08:26Ce que je veux dire,
08:27c'est que c'est ça qui m'a fait écrire aussi.
08:29C'est les différences entre les hommes
08:32avec les petits et les grands détails.
08:34C'est ça qui me plaît.
08:35C'est ça aussi qui fait des conversations
08:38avec mes enfants qui sont métis,
08:39qui sont des garçons, qui sont adultes aujourd'hui.
08:41On ne cesse de parler de ces choses-là
08:44parce qu'il ne faut pas en parler.
08:47Précisément parce qu'il ne faut pas en parler.

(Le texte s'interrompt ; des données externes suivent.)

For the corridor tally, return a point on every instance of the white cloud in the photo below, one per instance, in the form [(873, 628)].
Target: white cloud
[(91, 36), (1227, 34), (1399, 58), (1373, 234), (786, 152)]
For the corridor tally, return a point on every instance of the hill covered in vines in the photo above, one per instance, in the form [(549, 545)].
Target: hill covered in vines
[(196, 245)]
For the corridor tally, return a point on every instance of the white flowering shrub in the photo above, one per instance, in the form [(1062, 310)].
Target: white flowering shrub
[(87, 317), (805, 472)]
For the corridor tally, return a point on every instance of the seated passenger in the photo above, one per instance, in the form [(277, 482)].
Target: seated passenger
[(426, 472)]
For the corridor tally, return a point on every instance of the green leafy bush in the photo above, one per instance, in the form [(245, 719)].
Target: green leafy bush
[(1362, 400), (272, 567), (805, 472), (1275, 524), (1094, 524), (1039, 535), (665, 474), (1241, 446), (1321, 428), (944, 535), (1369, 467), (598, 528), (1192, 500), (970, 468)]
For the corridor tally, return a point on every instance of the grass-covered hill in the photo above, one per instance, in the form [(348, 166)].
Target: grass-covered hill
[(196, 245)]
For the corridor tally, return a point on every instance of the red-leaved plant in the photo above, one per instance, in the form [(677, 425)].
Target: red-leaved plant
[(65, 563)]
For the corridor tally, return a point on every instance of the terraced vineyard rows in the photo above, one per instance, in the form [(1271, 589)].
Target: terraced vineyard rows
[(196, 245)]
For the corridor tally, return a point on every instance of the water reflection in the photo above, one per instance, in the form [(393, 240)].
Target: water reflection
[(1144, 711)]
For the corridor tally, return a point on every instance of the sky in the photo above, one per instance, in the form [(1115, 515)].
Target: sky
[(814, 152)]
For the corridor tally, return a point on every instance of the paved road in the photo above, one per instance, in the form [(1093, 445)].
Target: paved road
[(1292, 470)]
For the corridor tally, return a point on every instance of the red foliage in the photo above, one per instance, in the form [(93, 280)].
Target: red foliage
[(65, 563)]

08:49Et vous savez pourquoi on en parle ?
08:51Parce qu'on n'a aucun problème à en parler.
08:53Et vous savez pourquoi on n'a aucun problème à en parler ?
08:55Parce qu'on ne juge personne.
08:57Au contraire,
08:58on prend l'être humain dans sa diversité
09:00et c'est ça qui est bien.
09:01– Page 126, vous écrivez
09:03« Je lui demande sans transition
09:04comment il vit le fait d'être blanc
09:06dans un milieu carcéral
09:07dominé par les Noirs et les Arabes,
09:09surveillants compris. »
09:10– Oui.
09:11– Vous n'écrivez pas sa réponse.
09:12Qu'est-ce qu'il vous a dit le détenu ?
09:14– Alors ce détenu, ce qu'il m'a dit,
09:15il était blanc, il m'a dit,
09:16alors lui, sa réponse est vraiment édifiante.
09:19C'est effectivement un jeune garçon blanc,
09:21on va dire blanc gaulois,
09:22et il m'a dit,
09:23eh bien de vivre avec des gens,
09:25je vis avec des gens qui me faisaient peur avant.
09:27Quand j'étais sur le trottoir
09:28et que je croisais des Noirs, des Arabes,
09:31je changeais de trottoir,
09:32j'avais peur,
09:33je n'avais pas envie de m'embrouiller avec eux,
09:35je n'avais pas envie,
09:36il m'a dit,
09:37ben aujourd'hui,
09:38je n'ai plus aucun problème.
09:40Je n'ai plus aucun problème parce que,
09:42voilà,
09:43je n'ai juste plus peur
09:44parce que je les ai rencontrés en fait.